Ibis is an open-source data frame library designed to work with any data system. It supports 20+ backends, including Polars, DataFusion, and ClickHouse. It provides a Pythonic interface that supports relational operations translated to SQL and executed on the underlying database.
In this blog post, we will learn how to use Ibis with ClickHouse.
The Composable Data ecosystem
Ibis is part of what’s known as the composable data ecosystem. A diagram is shown below:
In the diagram, Ibis is the user interface. Unlike most other DataFrame libraries, Ibis uses SQL as its intermediate representation language, making it easier to communicate with different backends.
Installing Ibis and ClickHouse
Let’s start by installing Ibis, its examples, and ClickHouse.
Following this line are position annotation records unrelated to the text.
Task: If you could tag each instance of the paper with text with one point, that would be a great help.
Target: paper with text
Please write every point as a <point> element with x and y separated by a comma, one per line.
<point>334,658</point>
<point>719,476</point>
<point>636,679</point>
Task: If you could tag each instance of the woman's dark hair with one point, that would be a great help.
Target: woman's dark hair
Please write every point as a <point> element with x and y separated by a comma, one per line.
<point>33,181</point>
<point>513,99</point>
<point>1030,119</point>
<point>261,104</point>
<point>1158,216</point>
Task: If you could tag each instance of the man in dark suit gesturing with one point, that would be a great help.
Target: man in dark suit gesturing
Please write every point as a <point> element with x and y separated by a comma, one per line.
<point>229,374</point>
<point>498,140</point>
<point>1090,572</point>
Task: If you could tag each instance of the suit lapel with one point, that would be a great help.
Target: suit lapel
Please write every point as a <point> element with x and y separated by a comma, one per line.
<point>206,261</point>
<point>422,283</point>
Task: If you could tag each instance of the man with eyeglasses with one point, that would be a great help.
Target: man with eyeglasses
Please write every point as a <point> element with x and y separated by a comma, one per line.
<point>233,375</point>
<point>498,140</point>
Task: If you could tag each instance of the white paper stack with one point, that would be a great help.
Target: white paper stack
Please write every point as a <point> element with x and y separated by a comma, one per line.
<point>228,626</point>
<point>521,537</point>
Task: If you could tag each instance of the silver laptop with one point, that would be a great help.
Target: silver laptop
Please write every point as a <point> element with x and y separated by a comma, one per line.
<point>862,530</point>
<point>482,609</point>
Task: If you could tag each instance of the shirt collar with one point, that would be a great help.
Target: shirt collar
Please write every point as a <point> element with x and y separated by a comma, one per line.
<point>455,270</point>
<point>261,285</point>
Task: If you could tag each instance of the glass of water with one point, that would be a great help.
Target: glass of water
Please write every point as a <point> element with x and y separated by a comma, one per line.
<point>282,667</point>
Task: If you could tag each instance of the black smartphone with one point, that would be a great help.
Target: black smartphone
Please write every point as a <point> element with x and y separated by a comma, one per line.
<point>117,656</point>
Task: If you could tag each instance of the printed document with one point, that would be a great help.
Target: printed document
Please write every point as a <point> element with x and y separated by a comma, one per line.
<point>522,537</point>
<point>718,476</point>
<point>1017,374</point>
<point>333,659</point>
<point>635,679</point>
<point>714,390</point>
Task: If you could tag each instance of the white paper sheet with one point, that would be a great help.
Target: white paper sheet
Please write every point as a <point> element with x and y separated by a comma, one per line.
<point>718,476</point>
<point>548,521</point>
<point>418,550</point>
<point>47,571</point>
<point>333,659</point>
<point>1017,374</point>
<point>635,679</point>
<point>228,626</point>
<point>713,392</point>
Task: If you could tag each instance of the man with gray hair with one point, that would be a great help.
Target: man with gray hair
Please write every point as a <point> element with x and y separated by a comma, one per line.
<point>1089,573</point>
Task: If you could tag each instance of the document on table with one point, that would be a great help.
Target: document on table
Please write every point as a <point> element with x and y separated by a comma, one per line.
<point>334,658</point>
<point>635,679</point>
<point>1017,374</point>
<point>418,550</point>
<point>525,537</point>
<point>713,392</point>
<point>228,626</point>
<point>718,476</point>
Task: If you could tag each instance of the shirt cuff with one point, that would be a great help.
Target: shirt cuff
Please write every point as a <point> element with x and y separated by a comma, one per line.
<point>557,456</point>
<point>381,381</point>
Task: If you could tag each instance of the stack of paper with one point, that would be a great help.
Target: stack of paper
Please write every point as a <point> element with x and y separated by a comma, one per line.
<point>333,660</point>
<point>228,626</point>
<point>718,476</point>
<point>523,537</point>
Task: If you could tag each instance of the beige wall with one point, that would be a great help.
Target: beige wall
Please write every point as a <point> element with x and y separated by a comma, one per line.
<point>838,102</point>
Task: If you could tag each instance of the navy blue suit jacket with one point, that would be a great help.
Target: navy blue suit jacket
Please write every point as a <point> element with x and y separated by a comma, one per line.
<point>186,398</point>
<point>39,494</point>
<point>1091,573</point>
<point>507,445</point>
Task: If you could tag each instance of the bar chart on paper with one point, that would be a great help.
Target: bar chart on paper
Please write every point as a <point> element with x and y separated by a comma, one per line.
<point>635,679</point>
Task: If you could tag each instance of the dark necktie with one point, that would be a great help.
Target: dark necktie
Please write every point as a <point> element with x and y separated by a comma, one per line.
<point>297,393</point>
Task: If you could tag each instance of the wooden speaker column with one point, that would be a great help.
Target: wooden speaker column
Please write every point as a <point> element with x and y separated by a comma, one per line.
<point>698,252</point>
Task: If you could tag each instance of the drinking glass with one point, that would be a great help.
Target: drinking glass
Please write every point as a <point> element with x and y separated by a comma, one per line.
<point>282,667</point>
pip install 'ibis-framework[clickhouse,examples]'
We’ll start a ClickHouse Server if we don’t already have one running:
curl https://clickhouse.com/ | sh
./clickhouse server
Once ClickHouse is running, we’re ready to begin!
Importing an Ibis example dataset into ClickHouse
Ibis comes with various example datasets. We’re going to import the nycflights13_flights
dataset into ClickHouse.
We’ll first import Ibis and create a connection to ClickHouse:
import ibis
from ibis import _
con = ibis.connect("clickhouse://")
If we wanted to use a ClickHouse server running elsewhere, we could provide the URL and any credentials as part of the connection string. The next step is to create the table:
con.create_table(
"flights",
ibis.examples.nycflights13_flights.fetch().to_pyarrow(),
overwrite=True
)
This command imports the dataset into a table called flights
and replaces the table if it already exists.
In another tab, let’s connect to ClickHouse to see what this command has done:
./clickhouse client -m
ClickHouse client version 24.7.1.2215 (official build).
Connecting to localhost:9000 as user default.
Connected to ClickHouse server version 24.7.1.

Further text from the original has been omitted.